To sell this nag-notice news to users, Twitter pats itself on the back in the form of data, but it’s not entirely convincing.
During the kindness-notice testing phase, Twitter says one-third of users elected to either rephrase their flagged posts or delete them, while anyone who was flagged began posting 11 percent fewer “offensive” posts and replies, as averaged out. (Meaning, some users may have become kinder, while others could have become more resolute in their weaponized speech.) That all sounds like a massive majority of users remaining steadfast in their personal quest to tell it like it is.
Twitter’s weirdest data point is that anyone who received a flag was “less likely to receive offensive and harmful replies back.” It’s unclear what point Twitter is trying to make with that data: why should any onus of politeness land on those who receive nasty tweets?
This follows another nag-notice initiative by Twitter, launched in late 2020, to encourage users to “read” an article linked by another Twitter user before “re-tweeting” it. In other words: if you see a juicy headline and slap the RT button, you could unwittingly share something you may not agree with. Yet this change seems like an undersized bandage to a bigger Twitter problem: how the service incentivizes rampant, timely use of the service in a search for likes and interactions, honesty and civility be damned.

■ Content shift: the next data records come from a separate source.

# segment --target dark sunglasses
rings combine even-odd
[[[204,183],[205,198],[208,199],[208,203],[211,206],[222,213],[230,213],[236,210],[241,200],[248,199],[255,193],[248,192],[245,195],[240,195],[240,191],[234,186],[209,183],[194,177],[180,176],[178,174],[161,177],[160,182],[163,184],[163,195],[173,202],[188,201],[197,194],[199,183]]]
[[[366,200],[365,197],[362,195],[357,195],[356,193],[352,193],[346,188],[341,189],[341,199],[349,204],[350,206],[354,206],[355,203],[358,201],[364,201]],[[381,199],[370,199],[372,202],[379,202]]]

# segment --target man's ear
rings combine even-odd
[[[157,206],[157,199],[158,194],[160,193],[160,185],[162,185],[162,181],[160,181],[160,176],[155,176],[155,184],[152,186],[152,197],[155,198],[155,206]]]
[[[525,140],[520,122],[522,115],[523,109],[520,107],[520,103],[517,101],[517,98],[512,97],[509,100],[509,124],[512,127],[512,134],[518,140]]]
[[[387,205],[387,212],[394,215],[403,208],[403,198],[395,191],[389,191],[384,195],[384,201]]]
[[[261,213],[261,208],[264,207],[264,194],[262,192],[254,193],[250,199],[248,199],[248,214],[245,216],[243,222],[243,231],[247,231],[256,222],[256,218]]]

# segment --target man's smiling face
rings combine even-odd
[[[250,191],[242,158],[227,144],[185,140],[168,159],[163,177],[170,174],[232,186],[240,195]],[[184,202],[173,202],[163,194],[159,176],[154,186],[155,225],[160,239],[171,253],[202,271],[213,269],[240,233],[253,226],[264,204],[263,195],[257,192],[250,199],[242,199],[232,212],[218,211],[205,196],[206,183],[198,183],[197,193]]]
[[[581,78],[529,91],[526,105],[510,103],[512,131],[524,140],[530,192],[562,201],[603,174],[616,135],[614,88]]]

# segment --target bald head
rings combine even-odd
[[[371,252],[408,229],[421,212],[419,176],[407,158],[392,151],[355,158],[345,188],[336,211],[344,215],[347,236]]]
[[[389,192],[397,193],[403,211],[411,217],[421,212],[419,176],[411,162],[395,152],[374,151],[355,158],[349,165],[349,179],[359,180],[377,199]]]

And no nag notice will likely fix Twitter’s struggles with how inauthentic actors and trolls continue to game the system and poison the site’s discourse. The biggest example remains an issue found when clicking through to heavily “liked” and replied posts, usually from high-profile or “verified” accounts. Twitter commonly bumps drive-by posts to the top of these threads’ replies, often from accounts with suspicious activity and lack of organic interactions.

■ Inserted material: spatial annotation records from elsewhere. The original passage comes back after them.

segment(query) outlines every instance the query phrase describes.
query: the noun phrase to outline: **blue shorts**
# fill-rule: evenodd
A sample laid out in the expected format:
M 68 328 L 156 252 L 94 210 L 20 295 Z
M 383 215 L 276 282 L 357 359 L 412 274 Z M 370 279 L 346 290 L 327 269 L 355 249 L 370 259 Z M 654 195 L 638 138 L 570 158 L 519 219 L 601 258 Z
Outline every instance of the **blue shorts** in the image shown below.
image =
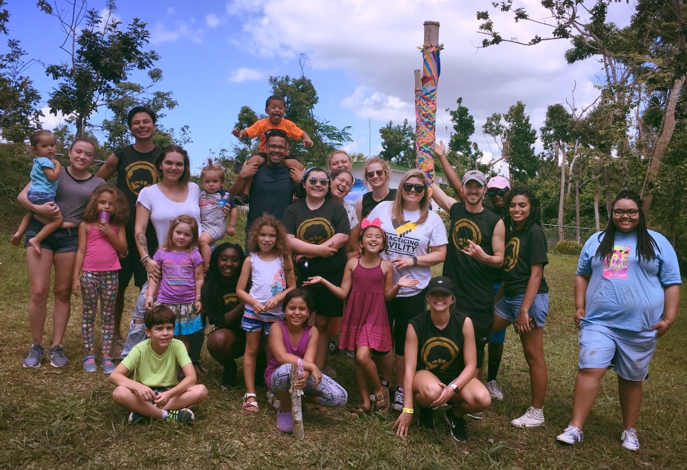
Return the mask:
M 518 294 L 512 297 L 502 297 L 494 307 L 494 314 L 508 322 L 515 323 L 520 313 L 520 306 L 522 305 L 523 298 L 525 298 L 524 294 Z M 543 327 L 546 323 L 546 316 L 548 314 L 548 312 L 549 294 L 537 294 L 534 297 L 534 301 L 530 306 L 528 315 L 530 316 L 530 318 L 534 318 L 537 327 Z
M 24 246 L 30 246 L 29 240 L 35 237 L 45 224 L 36 219 L 31 219 L 29 228 L 26 229 Z M 69 253 L 76 251 L 79 246 L 79 228 L 69 227 L 58 228 L 41 242 L 41 248 L 49 250 L 54 253 Z
M 55 193 L 44 193 L 42 191 L 27 191 L 26 198 L 31 202 L 40 206 L 46 202 L 55 202 Z
M 613 370 L 626 380 L 648 377 L 649 364 L 658 342 L 657 331 L 631 331 L 583 320 L 580 323 L 578 367 Z

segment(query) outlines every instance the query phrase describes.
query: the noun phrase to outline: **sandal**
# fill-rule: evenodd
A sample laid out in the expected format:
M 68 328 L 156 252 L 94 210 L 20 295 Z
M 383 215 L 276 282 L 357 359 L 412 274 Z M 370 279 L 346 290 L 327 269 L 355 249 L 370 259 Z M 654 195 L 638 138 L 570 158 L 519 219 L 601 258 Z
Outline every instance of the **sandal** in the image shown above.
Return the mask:
M 249 401 L 249 399 L 252 398 L 252 400 Z M 254 393 L 247 393 L 243 395 L 243 414 L 247 414 L 248 416 L 253 416 L 256 413 L 260 411 L 260 407 L 258 406 L 258 395 Z M 250 408 L 254 408 L 253 411 L 249 411 Z
M 389 411 L 389 388 L 382 387 L 382 392 L 374 395 L 375 412 L 380 414 L 386 414 Z
M 370 414 L 372 412 L 372 407 L 374 406 L 372 404 L 370 405 L 369 408 L 365 408 L 362 403 L 358 405 L 354 408 L 351 408 L 348 410 L 348 416 L 351 418 L 362 418 L 365 414 Z

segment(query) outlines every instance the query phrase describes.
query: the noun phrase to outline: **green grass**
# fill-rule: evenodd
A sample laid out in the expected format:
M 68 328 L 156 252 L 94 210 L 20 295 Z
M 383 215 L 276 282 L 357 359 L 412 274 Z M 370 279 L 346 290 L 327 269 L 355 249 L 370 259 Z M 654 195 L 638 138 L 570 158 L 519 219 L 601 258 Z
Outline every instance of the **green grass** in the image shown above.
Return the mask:
M 243 230 L 234 241 L 242 243 Z M 527 366 L 512 329 L 499 376 L 506 399 L 495 402 L 482 421 L 468 423 L 470 442 L 449 436 L 437 413 L 437 430 L 416 425 L 406 441 L 392 430 L 396 416 L 352 421 L 341 411 L 310 407 L 304 419 L 306 439 L 296 442 L 279 432 L 275 414 L 259 389 L 260 412 L 245 416 L 243 390 L 223 391 L 221 368 L 203 351 L 210 371 L 199 381 L 208 399 L 194 408 L 193 426 L 150 423 L 125 424 L 126 413 L 111 401 L 112 387 L 100 372 L 81 371 L 81 306 L 72 305 L 65 340 L 71 360 L 63 369 L 45 363 L 38 369 L 21 366 L 30 346 L 26 306 L 28 287 L 23 249 L 0 240 L 0 468 L 160 469 L 676 469 L 684 468 L 687 447 L 687 385 L 684 326 L 684 302 L 678 320 L 659 342 L 646 382 L 639 419 L 642 448 L 631 453 L 620 445 L 620 413 L 614 375 L 606 375 L 585 427 L 586 441 L 562 447 L 556 436 L 570 419 L 577 366 L 577 330 L 572 318 L 573 273 L 576 258 L 550 255 L 545 276 L 550 309 L 544 346 L 549 370 L 546 425 L 519 430 L 510 421 L 528 406 Z M 128 324 L 135 292 L 128 291 L 124 324 Z M 49 301 L 49 307 L 50 301 Z M 46 325 L 48 341 L 52 323 Z M 333 357 L 339 381 L 357 396 L 352 362 Z

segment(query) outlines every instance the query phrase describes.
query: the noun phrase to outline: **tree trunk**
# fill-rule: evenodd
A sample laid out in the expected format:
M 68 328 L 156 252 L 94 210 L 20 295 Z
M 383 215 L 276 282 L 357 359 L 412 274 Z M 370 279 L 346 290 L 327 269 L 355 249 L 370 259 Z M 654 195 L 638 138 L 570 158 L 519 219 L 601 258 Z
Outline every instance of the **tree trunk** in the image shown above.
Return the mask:
M 567 160 L 565 158 L 565 148 L 564 145 L 560 145 L 560 142 L 556 142 L 556 148 L 554 150 L 556 158 L 558 158 L 559 149 L 561 150 L 562 157 L 561 161 L 561 198 L 559 200 L 559 242 L 563 242 L 565 239 L 563 230 L 563 203 L 565 202 L 565 163 Z
M 673 132 L 675 129 L 675 106 L 680 97 L 682 86 L 685 82 L 685 76 L 675 80 L 671 89 L 671 94 L 666 105 L 666 110 L 663 114 L 663 122 L 656 144 L 653 146 L 653 152 L 649 159 L 649 167 L 646 168 L 646 175 L 644 177 L 644 185 L 642 187 L 641 196 L 644 199 L 644 211 L 646 220 L 649 220 L 651 209 L 651 199 L 653 197 L 653 185 L 658 179 L 658 170 L 661 166 L 661 158 L 663 158 L 668 145 L 673 137 Z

Perhaps Twitter could take the learnings from this nag notice roll-out to heart, particularly about weighting interactions based on a confirmed back-and-forth relationship between accounts. Or they could get rid of all algorithm-driven weighting of posts, especially those that drive non-followed content to a user’s feed, and go back to the better days of purely chronological content—so that we can more easily shrug our shoulders at the BS.